Anyone who has spent time on the Internet has seen those annoying pop-up ads that contaminate commercial websites. Now, thanks to the Electronic Medical Record, physicians can enjoy the same type of interference as they are trying to negotiate patient charts.
One of the features of most EMR systems is pop-up alerts that trigger for any number of reasons and interrupt the flow of charting to inform you of some problem or demand some action. Some of these are useful, such as a pop-up warning that the patient is allergic to the antibiotic that you just tried to order. Others are merely annoying, such as the Medicare two midnight certification you have to attest to before you can make your over-65 patient an inpatient admission. But the net effect of all of these pop-ups is alert fatigue. They happen so often, and are so often for trivial reasons, that you tend to ignore them and click the boxes until the alert goes away and you can get on with your work.
I recently had six Priority Alerts (oh my!) trigger on one patient in the course of a routine 23-hour postoperative observation period following an uncomplicated hernia repair. The patient was doing fine, and none of the ‘Priority Alerts’ was valid, or in my opinion a priority. Two were completely off base and had I just ‘clicked boxes’ would have resulted in unnecessary imaging and testing with some potential morbidity.
“So if most doctors are ignoring the alerts, what good are they?”
How did we get here? I wish I knew. I tried to research some of the alerts through my department committee and went down a rabbit hole of diffused responsibility, well-intentioned effort, and contradictory responsibility. These alerts can be placed in the system by just about anyone. The hospital administration places them to try to comply with CMS admission guidelines. Various departmental committees place them to improve compliance with best practice guidelines. The pharmacy is sometimes the worst offender, placing not only allergy alerts but drug interaction alerts that range from important, such as warning that two drugs have potentially fatal interactions, to the stupid, such as warning me that hypertonic solutions may cause phlebitis. Each of these may seem like a good idea, but they are given equal weight in the EMR (IT people and the computer can’t tell if something is important or trivial) so that the fatal interaction alert looks the same as the warning that ibuprofen should be given with food.
I asked some of my hospitalist friends what they do to handle these alerts and most of them have gotten to the point where they ignore them. So if most doctors are ignoring the alerts, what good are they?
There are a few good studies of specific types of alerts such as severe drug interaction warnings or allergy warnings that seem like a good idea but failed to show significant improvement in the incidence of these types of errors. Why? I suspect because we were already pretty good at looking for this type of stuff with multiple layers of check by the physician, the pharmacy, and the nursing staff.

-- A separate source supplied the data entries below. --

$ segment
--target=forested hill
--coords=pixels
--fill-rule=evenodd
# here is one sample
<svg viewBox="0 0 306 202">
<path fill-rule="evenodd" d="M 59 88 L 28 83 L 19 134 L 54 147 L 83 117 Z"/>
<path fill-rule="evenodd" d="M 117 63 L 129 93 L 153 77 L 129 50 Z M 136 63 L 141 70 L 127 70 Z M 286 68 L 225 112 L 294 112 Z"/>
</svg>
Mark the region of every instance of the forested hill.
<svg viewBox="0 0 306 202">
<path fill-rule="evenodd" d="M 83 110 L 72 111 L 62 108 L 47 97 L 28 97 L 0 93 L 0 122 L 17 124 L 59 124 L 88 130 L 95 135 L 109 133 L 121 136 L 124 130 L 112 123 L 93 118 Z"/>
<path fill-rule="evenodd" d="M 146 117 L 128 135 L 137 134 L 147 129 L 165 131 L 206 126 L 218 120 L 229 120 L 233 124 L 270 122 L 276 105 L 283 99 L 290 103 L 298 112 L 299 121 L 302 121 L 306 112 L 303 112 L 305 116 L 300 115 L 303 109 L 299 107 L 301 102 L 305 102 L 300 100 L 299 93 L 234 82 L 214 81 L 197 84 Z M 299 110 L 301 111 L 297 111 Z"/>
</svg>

Other alerts, such as the sepsis alert that triggers for certain combinations of abnormal vital signs, seem to show better results at the institutions where they were tested, but no one has looked at the numbers of patients for whom the interventions triggered were not necessary. And a careful look at the data shows that many of these institutions had poorer than average results BEFORE the alert was instituted. It isn’t as hard to make a poor outcome look better as it is to make a good outcome look stellar.

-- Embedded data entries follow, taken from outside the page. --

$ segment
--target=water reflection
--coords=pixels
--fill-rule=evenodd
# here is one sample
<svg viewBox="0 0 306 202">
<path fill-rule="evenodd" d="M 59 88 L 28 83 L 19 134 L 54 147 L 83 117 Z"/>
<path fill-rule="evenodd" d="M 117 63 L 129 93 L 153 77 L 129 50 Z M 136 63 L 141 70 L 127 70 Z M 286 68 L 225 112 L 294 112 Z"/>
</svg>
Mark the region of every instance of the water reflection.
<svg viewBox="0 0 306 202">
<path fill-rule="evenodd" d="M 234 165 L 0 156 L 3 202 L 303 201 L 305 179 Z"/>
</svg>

The only solution I can see is to create yet another layer of bureaucracy to oversee the inclusion of automatic alerts into the record. That sort of solution grates on me, though. We have too many committees and advisory groups telling us how to practice medicine as it is. Creating some physician oversight of these alerts would return some measure of control to the practicing doctor, but only at the cost of more time spent in a meeting room and less time at the bedside.